Two acromegaly phase 2 trials that incorporated the information and conclusions from the Phase 1 trial have recently been completed: ACROBAT EDGE, which evaluated the safety and efficacy of paltusotine in acromegaly patients whose IGF-1 concentrations were reduced but did not achieve normalization by octreotide or lanreotide depots (NCT0389656), and ACROBAT EVOLVE, which evaluated the safety and efficacy of paltusotine in acromegaly patients whose IGF-1 concentrations were reduced and achieved normalization by octreotide or lanreotide (NCT03792555) [38, 39]. Full results from these studies will be reported elsewhere. Similarly, future clinical trials in carcinoid syndrome and neuroendocrine tumors will be informed by the results of the current healthy volunteer study.

Peptide, parenterally administered drugs are available for several validated therapeutic targets for treating endocrine diseases. Medicinal chemistry combined with understanding of drug-like properties necessary to make an orally bioavailable small molecule enables rapid discovery and development of therapeutics that can replace inconvenient parenteral therapies. For example, discovery and development of elagolix for the treatment of endometriosis and uterine fibroids and that of several angiotensin II receptor blockers have used similar approaches [40,41,42]. The demonstration of GH and IGF-1 suppression in healthy volunteers by the orally bioavailable small molecule drug paltusotine is another example of an efficient drug discovery and development platform.


Although we attempted to enroll both male and female participants, all participants were men, the great majority of whom were under 30 years of age.
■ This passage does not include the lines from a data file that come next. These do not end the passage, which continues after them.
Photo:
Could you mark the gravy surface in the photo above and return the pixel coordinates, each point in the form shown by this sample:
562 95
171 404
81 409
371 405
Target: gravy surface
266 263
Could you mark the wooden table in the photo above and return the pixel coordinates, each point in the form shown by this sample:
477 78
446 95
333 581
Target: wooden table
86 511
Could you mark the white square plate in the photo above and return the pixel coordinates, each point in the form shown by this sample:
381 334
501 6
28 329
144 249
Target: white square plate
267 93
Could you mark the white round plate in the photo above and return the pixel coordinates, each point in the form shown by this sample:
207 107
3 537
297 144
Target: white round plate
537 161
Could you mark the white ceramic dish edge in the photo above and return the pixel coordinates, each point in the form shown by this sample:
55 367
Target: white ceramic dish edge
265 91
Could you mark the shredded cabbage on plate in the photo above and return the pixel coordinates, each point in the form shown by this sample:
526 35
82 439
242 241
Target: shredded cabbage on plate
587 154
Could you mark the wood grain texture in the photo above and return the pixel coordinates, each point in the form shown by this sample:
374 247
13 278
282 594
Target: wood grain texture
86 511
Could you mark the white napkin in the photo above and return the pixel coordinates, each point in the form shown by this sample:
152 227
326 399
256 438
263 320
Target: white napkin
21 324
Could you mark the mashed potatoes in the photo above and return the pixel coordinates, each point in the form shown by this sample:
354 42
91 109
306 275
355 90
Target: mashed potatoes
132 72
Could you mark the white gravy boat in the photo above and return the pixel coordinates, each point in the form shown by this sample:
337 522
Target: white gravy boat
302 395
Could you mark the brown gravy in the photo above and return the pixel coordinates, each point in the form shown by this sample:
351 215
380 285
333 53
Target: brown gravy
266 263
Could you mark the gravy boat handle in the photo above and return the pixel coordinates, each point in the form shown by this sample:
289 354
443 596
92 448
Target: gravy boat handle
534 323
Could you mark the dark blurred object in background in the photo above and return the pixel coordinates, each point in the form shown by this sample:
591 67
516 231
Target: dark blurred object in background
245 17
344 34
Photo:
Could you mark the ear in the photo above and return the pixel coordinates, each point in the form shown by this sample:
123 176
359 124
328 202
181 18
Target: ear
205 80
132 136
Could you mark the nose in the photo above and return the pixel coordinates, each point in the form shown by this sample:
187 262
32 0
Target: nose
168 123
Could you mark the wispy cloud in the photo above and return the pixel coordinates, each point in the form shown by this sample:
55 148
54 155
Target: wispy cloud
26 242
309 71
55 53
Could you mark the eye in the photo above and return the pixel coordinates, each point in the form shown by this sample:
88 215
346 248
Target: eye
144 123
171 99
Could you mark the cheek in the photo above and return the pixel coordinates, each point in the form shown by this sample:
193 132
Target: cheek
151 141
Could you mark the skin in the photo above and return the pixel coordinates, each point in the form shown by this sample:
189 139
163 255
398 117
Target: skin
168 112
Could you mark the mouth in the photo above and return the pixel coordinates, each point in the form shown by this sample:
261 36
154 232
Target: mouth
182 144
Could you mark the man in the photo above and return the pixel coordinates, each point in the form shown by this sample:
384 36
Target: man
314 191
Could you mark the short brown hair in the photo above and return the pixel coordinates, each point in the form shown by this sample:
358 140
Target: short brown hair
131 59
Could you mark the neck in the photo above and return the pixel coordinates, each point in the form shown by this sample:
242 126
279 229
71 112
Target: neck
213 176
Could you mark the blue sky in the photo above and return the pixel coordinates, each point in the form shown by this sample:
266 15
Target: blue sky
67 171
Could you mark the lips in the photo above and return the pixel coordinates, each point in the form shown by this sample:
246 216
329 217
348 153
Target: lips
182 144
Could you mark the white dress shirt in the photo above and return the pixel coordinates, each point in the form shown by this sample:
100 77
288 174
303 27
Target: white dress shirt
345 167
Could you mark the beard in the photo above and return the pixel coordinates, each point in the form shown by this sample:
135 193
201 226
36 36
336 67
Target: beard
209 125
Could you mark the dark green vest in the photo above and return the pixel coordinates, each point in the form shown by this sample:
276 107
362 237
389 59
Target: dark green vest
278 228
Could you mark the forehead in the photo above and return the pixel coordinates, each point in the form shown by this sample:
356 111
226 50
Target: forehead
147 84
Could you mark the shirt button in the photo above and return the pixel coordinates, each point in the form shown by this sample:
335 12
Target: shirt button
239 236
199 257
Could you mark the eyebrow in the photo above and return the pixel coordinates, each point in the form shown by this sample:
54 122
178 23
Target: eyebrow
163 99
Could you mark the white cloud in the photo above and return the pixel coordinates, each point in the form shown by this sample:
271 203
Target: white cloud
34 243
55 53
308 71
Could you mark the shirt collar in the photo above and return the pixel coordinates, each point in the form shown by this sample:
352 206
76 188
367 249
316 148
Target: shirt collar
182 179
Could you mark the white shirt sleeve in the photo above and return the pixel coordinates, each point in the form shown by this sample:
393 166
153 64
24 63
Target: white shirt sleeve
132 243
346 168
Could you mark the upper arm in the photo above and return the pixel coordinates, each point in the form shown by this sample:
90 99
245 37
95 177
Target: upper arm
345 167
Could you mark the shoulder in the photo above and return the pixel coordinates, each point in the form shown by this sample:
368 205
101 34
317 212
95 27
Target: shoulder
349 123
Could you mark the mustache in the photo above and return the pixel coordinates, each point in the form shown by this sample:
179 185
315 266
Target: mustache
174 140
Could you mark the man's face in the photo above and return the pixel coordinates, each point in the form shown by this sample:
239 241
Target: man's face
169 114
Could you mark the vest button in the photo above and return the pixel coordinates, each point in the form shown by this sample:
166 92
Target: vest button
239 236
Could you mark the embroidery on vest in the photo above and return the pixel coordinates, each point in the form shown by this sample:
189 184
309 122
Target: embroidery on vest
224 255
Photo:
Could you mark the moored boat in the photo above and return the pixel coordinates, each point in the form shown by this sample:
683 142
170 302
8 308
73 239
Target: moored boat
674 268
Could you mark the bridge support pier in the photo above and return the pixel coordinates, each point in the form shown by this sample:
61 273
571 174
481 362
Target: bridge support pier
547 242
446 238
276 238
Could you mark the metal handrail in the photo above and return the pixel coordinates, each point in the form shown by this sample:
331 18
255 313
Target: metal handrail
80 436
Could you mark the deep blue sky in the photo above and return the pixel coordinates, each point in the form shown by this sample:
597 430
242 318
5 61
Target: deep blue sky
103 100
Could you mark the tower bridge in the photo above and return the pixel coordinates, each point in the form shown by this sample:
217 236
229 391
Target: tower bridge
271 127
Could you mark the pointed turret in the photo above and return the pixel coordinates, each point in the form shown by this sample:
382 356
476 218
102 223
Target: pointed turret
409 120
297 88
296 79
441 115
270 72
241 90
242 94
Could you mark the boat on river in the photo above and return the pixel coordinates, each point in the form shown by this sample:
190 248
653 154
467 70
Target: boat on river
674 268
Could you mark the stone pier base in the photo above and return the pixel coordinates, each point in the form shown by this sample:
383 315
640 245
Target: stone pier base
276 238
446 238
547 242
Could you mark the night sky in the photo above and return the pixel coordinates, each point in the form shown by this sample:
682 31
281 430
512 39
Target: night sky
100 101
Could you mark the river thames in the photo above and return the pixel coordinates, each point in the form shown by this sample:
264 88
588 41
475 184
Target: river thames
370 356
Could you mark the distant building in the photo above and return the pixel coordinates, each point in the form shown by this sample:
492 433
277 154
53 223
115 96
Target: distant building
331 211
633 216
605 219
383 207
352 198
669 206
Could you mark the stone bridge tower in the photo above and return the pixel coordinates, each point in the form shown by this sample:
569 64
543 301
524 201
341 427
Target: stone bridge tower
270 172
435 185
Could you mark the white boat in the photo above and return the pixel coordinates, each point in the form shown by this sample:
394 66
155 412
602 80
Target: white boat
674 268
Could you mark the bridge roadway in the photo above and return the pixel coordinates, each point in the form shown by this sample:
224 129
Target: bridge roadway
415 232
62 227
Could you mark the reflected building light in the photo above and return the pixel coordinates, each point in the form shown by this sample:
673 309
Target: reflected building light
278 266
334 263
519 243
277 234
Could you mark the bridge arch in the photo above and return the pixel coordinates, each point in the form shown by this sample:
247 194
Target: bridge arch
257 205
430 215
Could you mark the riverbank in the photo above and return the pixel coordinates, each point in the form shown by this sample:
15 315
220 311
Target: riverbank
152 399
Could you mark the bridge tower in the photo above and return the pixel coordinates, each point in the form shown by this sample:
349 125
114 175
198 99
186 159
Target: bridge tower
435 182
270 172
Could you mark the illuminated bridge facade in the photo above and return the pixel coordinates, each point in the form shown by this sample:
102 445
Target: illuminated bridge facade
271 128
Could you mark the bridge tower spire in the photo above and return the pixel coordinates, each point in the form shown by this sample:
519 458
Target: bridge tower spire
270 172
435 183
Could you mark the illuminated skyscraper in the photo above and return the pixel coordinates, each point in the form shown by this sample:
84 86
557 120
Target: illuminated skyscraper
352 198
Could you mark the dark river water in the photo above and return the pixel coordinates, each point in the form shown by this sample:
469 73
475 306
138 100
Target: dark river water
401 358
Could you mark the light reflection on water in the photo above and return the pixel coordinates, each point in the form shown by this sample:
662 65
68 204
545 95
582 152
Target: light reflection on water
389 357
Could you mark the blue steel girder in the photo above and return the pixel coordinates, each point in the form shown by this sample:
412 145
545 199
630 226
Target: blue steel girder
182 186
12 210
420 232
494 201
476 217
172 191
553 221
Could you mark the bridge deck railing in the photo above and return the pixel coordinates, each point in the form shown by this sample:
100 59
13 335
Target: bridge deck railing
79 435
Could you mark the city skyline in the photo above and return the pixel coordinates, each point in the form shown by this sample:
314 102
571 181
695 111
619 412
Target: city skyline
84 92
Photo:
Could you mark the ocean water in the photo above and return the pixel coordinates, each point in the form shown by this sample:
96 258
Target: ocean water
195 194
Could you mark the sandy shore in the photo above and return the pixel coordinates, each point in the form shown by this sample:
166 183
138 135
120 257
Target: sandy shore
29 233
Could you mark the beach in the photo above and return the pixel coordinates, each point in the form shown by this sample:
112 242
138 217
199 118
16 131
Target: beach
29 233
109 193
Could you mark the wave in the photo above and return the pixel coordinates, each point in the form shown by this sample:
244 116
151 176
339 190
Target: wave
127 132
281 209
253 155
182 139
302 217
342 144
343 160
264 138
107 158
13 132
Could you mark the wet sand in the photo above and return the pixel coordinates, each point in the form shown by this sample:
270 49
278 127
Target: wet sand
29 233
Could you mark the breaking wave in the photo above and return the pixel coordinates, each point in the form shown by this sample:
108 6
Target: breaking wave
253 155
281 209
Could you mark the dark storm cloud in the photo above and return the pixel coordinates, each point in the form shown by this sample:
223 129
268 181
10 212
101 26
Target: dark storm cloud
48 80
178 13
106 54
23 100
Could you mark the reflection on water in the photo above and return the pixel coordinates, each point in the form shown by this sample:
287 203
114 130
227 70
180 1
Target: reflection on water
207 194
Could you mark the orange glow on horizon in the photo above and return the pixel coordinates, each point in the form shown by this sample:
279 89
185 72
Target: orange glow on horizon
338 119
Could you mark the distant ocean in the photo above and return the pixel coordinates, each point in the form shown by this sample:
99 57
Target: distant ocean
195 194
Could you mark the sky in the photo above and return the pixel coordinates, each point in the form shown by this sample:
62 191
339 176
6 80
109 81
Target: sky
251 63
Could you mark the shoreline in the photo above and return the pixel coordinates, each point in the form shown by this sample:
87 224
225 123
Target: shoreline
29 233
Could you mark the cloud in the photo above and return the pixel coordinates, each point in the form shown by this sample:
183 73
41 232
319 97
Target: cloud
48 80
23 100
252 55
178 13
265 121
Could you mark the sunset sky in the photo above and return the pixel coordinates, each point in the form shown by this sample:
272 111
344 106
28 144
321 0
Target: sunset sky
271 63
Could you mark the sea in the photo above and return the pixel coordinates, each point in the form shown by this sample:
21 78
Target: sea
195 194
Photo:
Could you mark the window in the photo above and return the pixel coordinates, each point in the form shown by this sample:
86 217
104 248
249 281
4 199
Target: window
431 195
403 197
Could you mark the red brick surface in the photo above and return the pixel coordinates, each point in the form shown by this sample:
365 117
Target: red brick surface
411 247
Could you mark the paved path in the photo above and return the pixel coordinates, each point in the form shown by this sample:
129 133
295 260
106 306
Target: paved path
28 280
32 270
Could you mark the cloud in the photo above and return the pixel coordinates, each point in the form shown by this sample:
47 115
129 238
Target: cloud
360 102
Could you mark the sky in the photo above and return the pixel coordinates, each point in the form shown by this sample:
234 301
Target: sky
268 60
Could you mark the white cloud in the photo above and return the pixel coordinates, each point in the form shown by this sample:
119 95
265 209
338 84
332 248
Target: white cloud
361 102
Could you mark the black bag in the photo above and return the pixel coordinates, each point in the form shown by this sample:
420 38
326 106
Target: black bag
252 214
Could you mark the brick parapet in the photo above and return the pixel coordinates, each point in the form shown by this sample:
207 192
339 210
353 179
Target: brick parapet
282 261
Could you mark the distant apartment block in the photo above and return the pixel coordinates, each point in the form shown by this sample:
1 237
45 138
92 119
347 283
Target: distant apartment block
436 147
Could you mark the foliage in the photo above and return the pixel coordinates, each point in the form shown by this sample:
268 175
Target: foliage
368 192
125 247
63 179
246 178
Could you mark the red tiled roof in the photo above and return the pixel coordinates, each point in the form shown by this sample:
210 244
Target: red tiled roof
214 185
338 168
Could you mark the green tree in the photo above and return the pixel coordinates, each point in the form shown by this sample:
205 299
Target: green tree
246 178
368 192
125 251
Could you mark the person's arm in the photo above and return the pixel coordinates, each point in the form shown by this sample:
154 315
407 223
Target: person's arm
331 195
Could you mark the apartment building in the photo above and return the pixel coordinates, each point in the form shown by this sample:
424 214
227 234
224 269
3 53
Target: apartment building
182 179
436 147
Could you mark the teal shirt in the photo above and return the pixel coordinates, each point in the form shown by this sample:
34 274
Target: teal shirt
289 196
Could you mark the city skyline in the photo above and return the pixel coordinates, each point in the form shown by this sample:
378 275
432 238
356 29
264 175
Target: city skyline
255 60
Data from this phase 1 clinical trial in healthy volunteers demonstrate that paltusotine is generally safe and well tolerated. Robust reduction of stimulated GH and IGF-1 was observed with maximal suppression at 10 mg daily, and similar in magnitude to that observed in healthy volunteers receiving currently approved peptide somatostatin analogs. The sustained suppression of IGF-1 observed after repeated daily dosing of paltusotine combined with an approximate t1/2 of 1 to 2 days supports a once-daily oral dosing strategy. Collectively, the pharmacokinetic profile, GH and IGF-1 suppression, and safety data support further clinical development of paltusotine in patients with acromegaly and neuroendocrine tumors.